RAW. RAM. LOSIL? CHOMA? FAOS? The letters turned into nonsense. My mind went blank, worse than writer’s block. Like I lost my language abilities. Nothing registered. My mind panicked.
“Time,” Powell said, his eyes on my list of two words. He licked his lips like he did before delivering bad news. “Why don’t I go first,” he said.
“ARF. ALSO. FAR. JAMS.” He continued reading while I watched Ryder looking through his list, marking some words out, still smiling, still expecting to win.
“RAW,” Powell said. I marked it out.
Ryder read his list next. “LOAM. MAW. MISO. OVALS.” I saw him pause, his lips just starting to form the word RAM. I raised my pencil to mark it off my list when he did the inexplicable. “RAMS,” he said, “SIM, SOLAR.”
“Give me that sheet of paper,” I said, fury stacking in my gut like stones and forcing hot bursts of anger out of my mouth. I tried to snatch it from him but he pulled it in tight to his man breasts.
“If you wrote down RAM you should say it,” I spat at him. “You can’t tell me you came up with RAMS and not RAM. That’s Boggle 101, pattern recognition boy. And isn’t RAM even a computer term?”
“I missed it, Uncle Drew. I didn’t write down RAM.” His eyes were on his father’s, not mine, and they were pleading. The kid didn’t know what to do. He wanted his dad to bail him out, just like always.
“You look at me when I’m talking to you, Ryder,” I shouted. Powell stood up and clamped his hand on my shoulder to keep me in my seat. Ryder stared at the table as though the veins of fake marble were the most fascinating pattern he’d ever seen.
“Drew, come on, man,” Powell said. “Doesn’t matter.”
I made one last grab for the piece of paper and tore a small piece. Ryder shoved the rest of it into his mouth and started to chew.
My fist balled around the scrap of paper and shot across the table to hit him in the ear. The cartilage turned bright red on contact and Ryder stared at him with glassy eyes, stunned.
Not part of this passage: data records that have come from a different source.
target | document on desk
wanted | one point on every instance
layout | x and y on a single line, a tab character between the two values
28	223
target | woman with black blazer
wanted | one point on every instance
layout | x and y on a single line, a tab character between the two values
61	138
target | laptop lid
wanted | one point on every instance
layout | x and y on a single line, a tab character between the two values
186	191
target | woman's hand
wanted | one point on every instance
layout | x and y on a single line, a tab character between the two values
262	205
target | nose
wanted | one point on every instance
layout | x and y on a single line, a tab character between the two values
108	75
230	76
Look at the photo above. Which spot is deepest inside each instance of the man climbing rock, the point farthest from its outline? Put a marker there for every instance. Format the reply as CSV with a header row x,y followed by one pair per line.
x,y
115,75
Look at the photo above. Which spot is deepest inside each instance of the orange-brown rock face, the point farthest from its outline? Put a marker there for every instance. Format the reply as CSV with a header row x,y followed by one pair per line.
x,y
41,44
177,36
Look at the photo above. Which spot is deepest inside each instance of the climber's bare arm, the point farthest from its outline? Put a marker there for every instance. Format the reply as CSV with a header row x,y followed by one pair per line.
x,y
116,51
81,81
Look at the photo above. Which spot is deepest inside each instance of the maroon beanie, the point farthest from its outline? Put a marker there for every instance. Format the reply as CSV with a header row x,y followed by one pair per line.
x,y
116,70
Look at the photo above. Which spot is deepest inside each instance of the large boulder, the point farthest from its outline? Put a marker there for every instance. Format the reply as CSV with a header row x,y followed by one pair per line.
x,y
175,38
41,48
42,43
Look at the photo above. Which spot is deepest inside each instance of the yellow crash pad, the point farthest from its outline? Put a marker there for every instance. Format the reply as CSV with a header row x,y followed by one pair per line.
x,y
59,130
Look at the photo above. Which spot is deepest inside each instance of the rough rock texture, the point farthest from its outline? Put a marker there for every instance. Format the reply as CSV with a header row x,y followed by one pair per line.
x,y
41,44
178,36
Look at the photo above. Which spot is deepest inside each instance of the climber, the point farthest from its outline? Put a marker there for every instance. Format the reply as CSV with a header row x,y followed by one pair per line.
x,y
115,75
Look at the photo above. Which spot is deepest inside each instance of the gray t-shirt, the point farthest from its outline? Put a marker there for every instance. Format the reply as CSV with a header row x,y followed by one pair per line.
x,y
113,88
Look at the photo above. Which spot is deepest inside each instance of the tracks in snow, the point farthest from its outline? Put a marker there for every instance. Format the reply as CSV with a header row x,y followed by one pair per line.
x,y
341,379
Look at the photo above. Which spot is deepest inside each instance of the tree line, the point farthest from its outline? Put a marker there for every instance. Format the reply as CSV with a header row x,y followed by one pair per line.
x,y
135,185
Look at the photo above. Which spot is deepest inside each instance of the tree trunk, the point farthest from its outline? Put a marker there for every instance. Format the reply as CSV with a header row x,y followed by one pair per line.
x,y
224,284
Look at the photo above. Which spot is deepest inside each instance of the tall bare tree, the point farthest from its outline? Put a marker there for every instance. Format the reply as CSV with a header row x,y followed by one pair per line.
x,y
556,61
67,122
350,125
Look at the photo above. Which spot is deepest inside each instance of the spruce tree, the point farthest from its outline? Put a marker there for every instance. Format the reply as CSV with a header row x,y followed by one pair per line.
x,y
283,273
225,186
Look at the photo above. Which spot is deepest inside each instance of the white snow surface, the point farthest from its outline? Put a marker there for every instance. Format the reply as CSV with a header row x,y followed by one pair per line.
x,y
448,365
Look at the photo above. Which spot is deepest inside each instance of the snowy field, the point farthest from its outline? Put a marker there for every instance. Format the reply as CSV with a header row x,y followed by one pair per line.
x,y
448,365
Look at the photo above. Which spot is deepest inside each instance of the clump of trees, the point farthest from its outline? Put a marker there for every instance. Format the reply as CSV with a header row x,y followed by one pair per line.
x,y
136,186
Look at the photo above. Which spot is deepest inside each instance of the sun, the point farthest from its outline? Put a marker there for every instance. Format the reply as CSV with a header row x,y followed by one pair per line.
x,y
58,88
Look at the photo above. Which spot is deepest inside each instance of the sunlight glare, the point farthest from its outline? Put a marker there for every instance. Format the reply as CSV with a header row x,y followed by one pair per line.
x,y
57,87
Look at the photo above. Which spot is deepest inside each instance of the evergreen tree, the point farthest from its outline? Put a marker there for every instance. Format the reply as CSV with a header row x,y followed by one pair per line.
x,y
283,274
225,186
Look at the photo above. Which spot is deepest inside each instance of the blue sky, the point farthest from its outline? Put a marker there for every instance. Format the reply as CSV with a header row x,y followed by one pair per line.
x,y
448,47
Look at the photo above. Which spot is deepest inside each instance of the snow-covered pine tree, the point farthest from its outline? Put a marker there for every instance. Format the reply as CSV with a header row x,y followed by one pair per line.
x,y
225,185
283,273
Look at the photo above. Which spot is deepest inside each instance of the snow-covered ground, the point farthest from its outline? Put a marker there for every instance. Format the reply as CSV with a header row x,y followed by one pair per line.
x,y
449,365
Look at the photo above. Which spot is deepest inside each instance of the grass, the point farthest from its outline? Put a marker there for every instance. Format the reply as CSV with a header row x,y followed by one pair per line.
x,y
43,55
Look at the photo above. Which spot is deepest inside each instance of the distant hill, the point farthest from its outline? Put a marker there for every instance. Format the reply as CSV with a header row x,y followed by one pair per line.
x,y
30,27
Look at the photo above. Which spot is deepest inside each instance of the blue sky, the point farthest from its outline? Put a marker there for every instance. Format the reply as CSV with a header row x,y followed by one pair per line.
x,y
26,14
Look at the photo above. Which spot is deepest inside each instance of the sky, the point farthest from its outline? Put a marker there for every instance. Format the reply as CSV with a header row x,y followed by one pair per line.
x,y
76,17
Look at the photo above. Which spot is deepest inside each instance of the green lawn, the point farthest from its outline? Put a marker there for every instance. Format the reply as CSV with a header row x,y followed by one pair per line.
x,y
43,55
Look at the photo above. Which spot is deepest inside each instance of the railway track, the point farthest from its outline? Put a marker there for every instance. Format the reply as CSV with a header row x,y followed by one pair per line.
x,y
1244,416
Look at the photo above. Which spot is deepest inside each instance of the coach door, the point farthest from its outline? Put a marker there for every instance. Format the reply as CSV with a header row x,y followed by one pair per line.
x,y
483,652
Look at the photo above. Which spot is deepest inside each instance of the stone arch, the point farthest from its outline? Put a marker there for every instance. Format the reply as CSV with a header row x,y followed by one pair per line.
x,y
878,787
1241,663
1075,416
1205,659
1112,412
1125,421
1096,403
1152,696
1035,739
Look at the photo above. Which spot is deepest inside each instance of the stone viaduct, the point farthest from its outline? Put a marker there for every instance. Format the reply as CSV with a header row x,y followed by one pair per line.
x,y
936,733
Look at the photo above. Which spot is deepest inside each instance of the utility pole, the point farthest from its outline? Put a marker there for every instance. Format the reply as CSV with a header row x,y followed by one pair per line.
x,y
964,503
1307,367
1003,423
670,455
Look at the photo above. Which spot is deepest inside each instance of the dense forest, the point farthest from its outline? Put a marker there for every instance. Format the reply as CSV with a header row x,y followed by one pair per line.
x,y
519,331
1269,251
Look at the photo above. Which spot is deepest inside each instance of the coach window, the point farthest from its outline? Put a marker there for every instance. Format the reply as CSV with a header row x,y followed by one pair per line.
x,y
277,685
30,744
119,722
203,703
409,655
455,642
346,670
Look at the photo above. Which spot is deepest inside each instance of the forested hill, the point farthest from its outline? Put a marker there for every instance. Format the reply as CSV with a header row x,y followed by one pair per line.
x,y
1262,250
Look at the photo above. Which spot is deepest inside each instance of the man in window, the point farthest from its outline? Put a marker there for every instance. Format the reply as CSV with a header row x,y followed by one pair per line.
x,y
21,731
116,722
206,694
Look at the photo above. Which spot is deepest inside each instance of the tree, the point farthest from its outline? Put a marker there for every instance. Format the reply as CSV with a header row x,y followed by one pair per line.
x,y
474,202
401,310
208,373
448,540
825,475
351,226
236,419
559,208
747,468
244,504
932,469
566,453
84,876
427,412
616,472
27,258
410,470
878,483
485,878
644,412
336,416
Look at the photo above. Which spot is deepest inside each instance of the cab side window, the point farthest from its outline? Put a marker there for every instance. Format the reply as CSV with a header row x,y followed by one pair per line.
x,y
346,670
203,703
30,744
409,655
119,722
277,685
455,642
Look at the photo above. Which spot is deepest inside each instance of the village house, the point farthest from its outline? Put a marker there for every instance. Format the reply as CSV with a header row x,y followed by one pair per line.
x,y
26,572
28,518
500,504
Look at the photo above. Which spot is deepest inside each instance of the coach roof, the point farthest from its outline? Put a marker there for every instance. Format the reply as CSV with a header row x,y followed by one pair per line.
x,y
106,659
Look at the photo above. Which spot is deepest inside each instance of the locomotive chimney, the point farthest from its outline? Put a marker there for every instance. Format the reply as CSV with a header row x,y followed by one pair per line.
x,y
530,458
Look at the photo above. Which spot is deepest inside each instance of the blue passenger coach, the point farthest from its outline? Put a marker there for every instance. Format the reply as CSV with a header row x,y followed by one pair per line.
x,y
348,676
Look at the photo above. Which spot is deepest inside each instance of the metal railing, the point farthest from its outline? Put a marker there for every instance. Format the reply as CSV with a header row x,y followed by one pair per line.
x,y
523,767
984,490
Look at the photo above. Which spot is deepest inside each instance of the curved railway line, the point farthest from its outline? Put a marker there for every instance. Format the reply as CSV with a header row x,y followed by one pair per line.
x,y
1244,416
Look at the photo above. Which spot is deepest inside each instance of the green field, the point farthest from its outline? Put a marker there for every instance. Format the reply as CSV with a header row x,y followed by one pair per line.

The carriage went silent. Powell pressed down on my shoulder, his fingers digging in painfully between tendons and muscles. I heard our collective breathing, rising and falling in adrenaline-fueled concert.
After a few moments, Ryder started chewing again, then swallowed the paper with a loud gulp.
Powell must have figured I was no longer a threat to his boy and slumped into his seat.
“You all right, Ryder?”
The kid nodded. “Uncle Drew, I was only trying to...”
“I don’t need your pity, kid,” I said. I glanced at Powell who watched his son with shining approval. I could practically hear the pride bursting out of his heart. He couldn’t wait to call his wife and tell her what a nice boy they’d raised. Ryder unsheathed his tablet and poked it to life. I stared out the window at the green and brown slopes of the Rockies, until the train entered a tunnel. In the blackness, I saw only my face looking back at me. I looked like an old man.